Although TriOil believes that the expectations and assumptions on which the forward-looking statements are based are reasonable, undue reliance should not be placed on the forward-looking statements because TriOil can give no assurance that they will prove to be correct. Since forward-looking statements address future events and conditions, by their very nature they involve inherent risks and uncertainties. Actual results could differ materially from those currently anticipated due to a number of factors and risks. These include, but are not limited to, the failure to satisfy the conditions to closing the transaction, risks associated with the oil and gas industry in general (e.g., operational risks in development, exploration and production; delays or changes in plans with respect to exploration or development projects or capital expenditures; the uncertainty of reserve estimates; the uncertainty of estimates and projections relating to production, costs and expenses, and health, safety and environmental risks), commodity price and exchange rate fluctuations and uncertainties resulting from potential delays or changes in plans with respect to exploration or development projects or capital expenditures. Certain of these risks are set out in more detail in TriOil’s Annual Information Form which has been filed on SEDAR and can be accessed atwww.sedar.com and TriOil’s other public disclosure documents which have been filed on SEDAR and can be accessed at www.sedar.com.
The forward-looking statements contained in this press release are made as of the date hereof and TriOil undertakes no obligation to update publicly or revise any forward-looking statements or information, whether as a result of new information, future events or otherwise, unless so required by applicable securities laws.

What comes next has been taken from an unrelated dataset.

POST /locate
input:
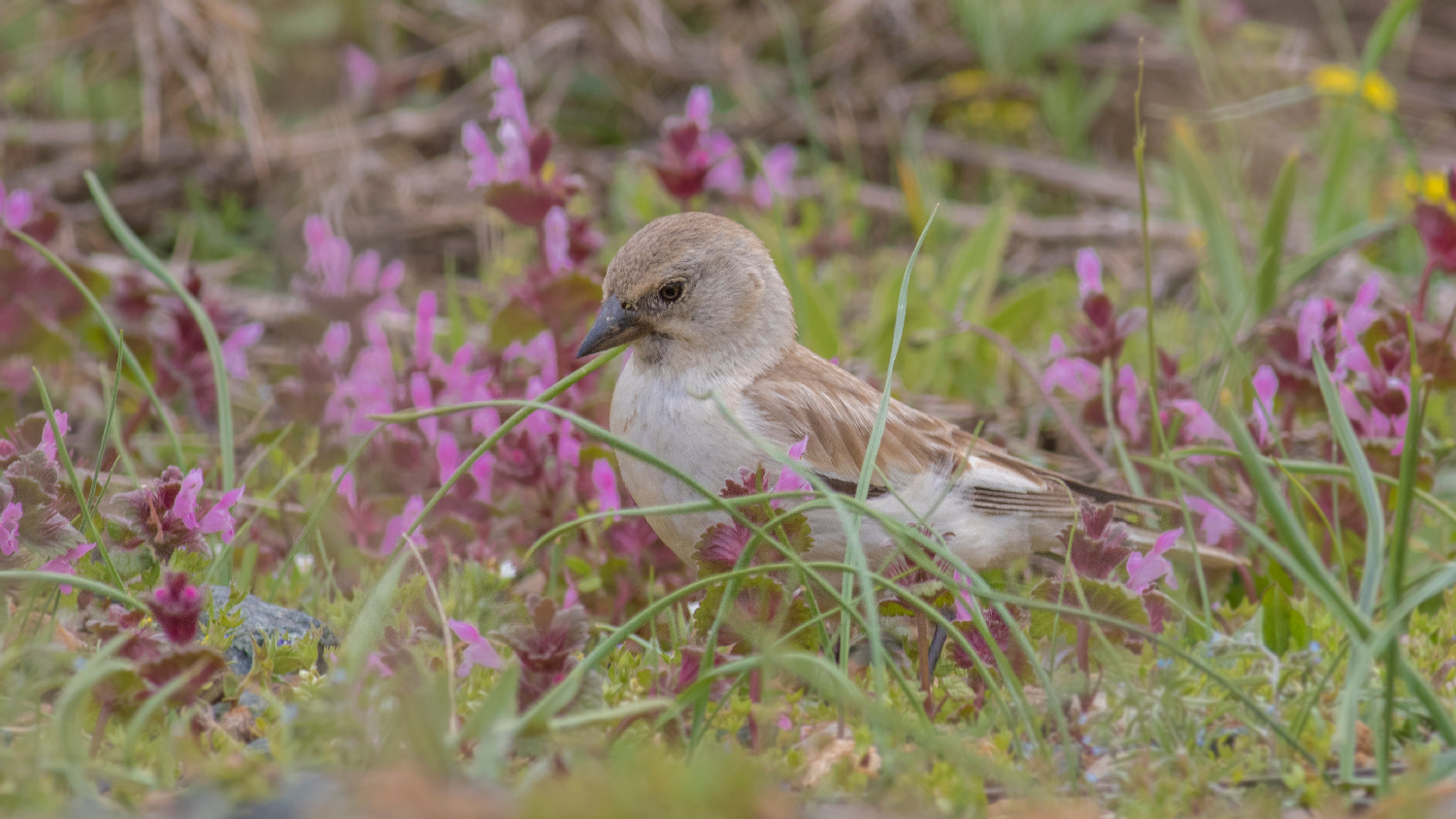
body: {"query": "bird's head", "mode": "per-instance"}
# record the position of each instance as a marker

This document contains the terms “funds from operations”, “net debt” and “operating netback”, which do not have a standardized meaning prescribed by Canadian Generally Accepted Accounting Principles (“GAAP”) and therefore may not be comparable with the calculation of similar measures by other companies. Management uses funds from operations to analyze operating performance and leverage. Management believes “net debt” is a useful supplemental measure of the total amount of current and long-term debt of the Company. Mark-to-market risk management contracts are excluded from the net debt calculation. Management believes “operating netback” is a useful supplemental measure of the amount of revenues received after royalties and operating and transportation costs. Additional information relating to these non-GAAP measures, including the reconciliation between funds from operations and cash flow from operating activities, can be found in the MD&A.
Meaning of BOE
The term “BOE” may be misleading, particularly if used in isolation. A BOE conversion of 6 Mcf:1 bbl is based on an energy equivalency conversion method primarily applicable at the burner tip and does not represent a value equivalency at the wellhead. Given that the value ratio based on the current price of crude oil as compared to natural gas is significantly different from the energy equivalency of 6:1, utilizing a conversion on a 6:1 basis may be misleading as an indication of value. All BOE conversions in this report are derived from converting gas to oil in the ratio of six thousand cubic feet of gas to one barrel of oil.
NEITHER THE TSX VENTURE EXCHANGE NOR ITS REGULATION SERVICES PROVIDER (AS THAT TERM IS DEFINED IN THE POLICIES OF THE TSX VENTURE EXCHANGE) ACCEPTS RESPONSIBILITY FOR THE ADEQUACY OR ACCURACY OF THIS RELEASE.